When teacher Sharon Choo-Tan Su Cheng faced problems getting an autistic Primary 3 pupil to pay attention in class, she consulted colleagues and his parents for help.
After discovering that he enjoyed wushu, a martial art, she encouraged him to perform a demonstration for his classmates.
It proved so successful that not only did he go on to perform it on Teachers' Day, but he also improved academically and personally.
Mrs Choo, in her 50s, was one of the 10 teachers to receive a Caring Teacher Award at a presentation ceremony yesterday.
"I needed to know what would make him want to learn and pay attention - at first, I thought that it would be difficult," said the teacher of 29 years.
"The help I got from the people around me made it all easier. I want my students to take pride in everything they do, even the smallest things. To do it well, even when no one is watching."
The biennial award recognises outstanding teachers for their contributions to the holistic development of their students.
This year's event at Yu Neng Primary School saw three National Award winners and seven National Commendation Award winners from primary, secondary and junior college levels.
Speaking at the ceremony yesterday, Minister for Education (Schools) and Second Minister for Transport Ng Chee Meng acknowledged the important role teachers play in the community.
"We all know what a difference (a teacher) can make to a student's life," he said.
"Their care and concern are a ballast when students face challenges, whether it is in school exams, difficulty coping with grades... different aspects of school life.

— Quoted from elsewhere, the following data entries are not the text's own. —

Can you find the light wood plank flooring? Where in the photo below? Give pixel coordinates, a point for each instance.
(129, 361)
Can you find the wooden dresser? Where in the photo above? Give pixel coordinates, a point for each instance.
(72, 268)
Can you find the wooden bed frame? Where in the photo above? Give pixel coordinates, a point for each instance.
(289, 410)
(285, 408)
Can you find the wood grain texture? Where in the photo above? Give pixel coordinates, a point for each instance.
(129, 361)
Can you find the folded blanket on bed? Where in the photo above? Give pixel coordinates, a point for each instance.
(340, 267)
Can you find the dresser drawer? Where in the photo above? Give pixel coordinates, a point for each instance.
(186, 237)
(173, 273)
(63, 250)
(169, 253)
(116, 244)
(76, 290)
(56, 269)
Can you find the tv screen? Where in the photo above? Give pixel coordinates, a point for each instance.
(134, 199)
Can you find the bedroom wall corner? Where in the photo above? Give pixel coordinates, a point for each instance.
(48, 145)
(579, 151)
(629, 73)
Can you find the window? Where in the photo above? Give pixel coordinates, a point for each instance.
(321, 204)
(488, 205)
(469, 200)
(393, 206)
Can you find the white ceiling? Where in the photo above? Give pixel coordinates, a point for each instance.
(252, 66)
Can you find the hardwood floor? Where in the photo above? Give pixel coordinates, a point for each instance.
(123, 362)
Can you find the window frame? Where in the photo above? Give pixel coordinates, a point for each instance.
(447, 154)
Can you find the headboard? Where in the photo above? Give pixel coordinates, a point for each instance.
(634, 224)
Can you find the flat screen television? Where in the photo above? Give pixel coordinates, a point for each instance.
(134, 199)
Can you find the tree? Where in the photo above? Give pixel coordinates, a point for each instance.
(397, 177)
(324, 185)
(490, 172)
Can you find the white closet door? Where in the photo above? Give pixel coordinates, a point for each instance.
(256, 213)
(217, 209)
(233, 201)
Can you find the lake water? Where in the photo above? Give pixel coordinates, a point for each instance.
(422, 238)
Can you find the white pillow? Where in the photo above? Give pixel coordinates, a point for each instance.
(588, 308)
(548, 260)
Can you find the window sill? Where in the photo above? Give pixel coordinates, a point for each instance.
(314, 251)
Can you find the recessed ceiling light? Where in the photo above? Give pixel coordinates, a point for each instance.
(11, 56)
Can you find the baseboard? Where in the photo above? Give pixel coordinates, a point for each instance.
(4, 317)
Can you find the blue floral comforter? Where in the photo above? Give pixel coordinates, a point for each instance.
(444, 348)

"In all these, our teachers make a difference, with that listening ear, that caring touch."
Mr Ng also launched the National Institute of Education's (NIE) new Visitor Learning Centre, which highlights the heritage and history of Singapore's education experience.
Through interactive displays and exhibitions, the centre aims to serve as a learning platform for both student teachers as well as local and international visitors.
Professor Tan Oon Seng, director of the NIE, said: "We often get requests for visits to NIE, especially from overseas institutions."
Award winner Emmanuel Chng, 31, has been teaching for just four years, but his concern for his students is evident. The science teacher at Compassvale Secondary even spent his weekends at the Sengkang Community Club to help them prepare for their O-level exams.
One of his students, 16-year-old Dion Soh, said he considered Mr Chng "a senior and a mentor".
"He really goes out of his way to help us and to talk to us, even about things that aren't related to academics," he said.
"When we're stressed, he gives us advice and supports us. He deserved to win the award. I'm really happy that he did."
Correction notes: This story was edited for accuracy.